One of the clearest examples of the ambiguities was in the Ogilvy & Mather ownership structure, which saw STW and WPP both hold a stake in the agency alongside Greg Partington.
“[The merger] evens out the shareholding there and takes any ambiguity out that did exist,” Connaghan said. “We had two thirds of Ogilvy and 49 percent of Thompsons [JWT] and 47.5 percent of [Mindshare and Maxus] etcetera so it takes all that ambiguity out and puts everybody across every single business on exactly the same footing and we think that is again a huge benefit of this transaction taking place.”
Connaghan says another advantage of the merger is that it brings together the strengths of the respective holding companies, with STW strong in advertising, digital and PR and WPP “very strong in media planning and buying and also research and insight”.

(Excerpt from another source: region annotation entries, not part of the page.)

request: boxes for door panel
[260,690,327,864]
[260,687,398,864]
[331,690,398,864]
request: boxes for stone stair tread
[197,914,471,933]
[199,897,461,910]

“So balancing our portfolio of businesses with the WPP portfolio of businesses we believe really makes a much stronger group. Our clients will get the benefit from that strong local market knowledge.”
This merger came at a difficult time for STW, with its financials showing a 7.8 percent decline in profits earlier this year (leading to a 25 percent dip in the company’s share price).
“The last couple of years we didn’t get the kind of growth that we were hoping, and last year was a tough year,” said Connaghan. “We had a couple of businesses which really let us down quite badly. But all the changes that have been made within those businesses and their back on track in we absolutely believe the 2016 will be a year of growth.”
WPP is thought to have been unimpressed with the results and it will no doubt be looking to turn this around, with a source telling StopPress that it would likely lead to changes across some of the underperforming agencies in the network.
The source also said that STW’s decision to expand beyond Australia and New Zealand had compounded the financial troubles of the organisation, and may have been perceived as competing with WPP.
This resonates with remarks to Mumbrella by WPP chief executive Martin Sorrell, who said that the focus for the merger would be strictly on the Australasian market, which is WPP’s fifth largest market.
Sorrell was optimistic the consolidated entity could turn into a A$1 billion business across the region in the future. As things stand, the merged group has net sales of A$847 million.
A$153 million isn’t pocket change. But, as one source said, “WPP is a slick organisation” that has a history of acquiring marketing businesses at the right time and growing them across the world.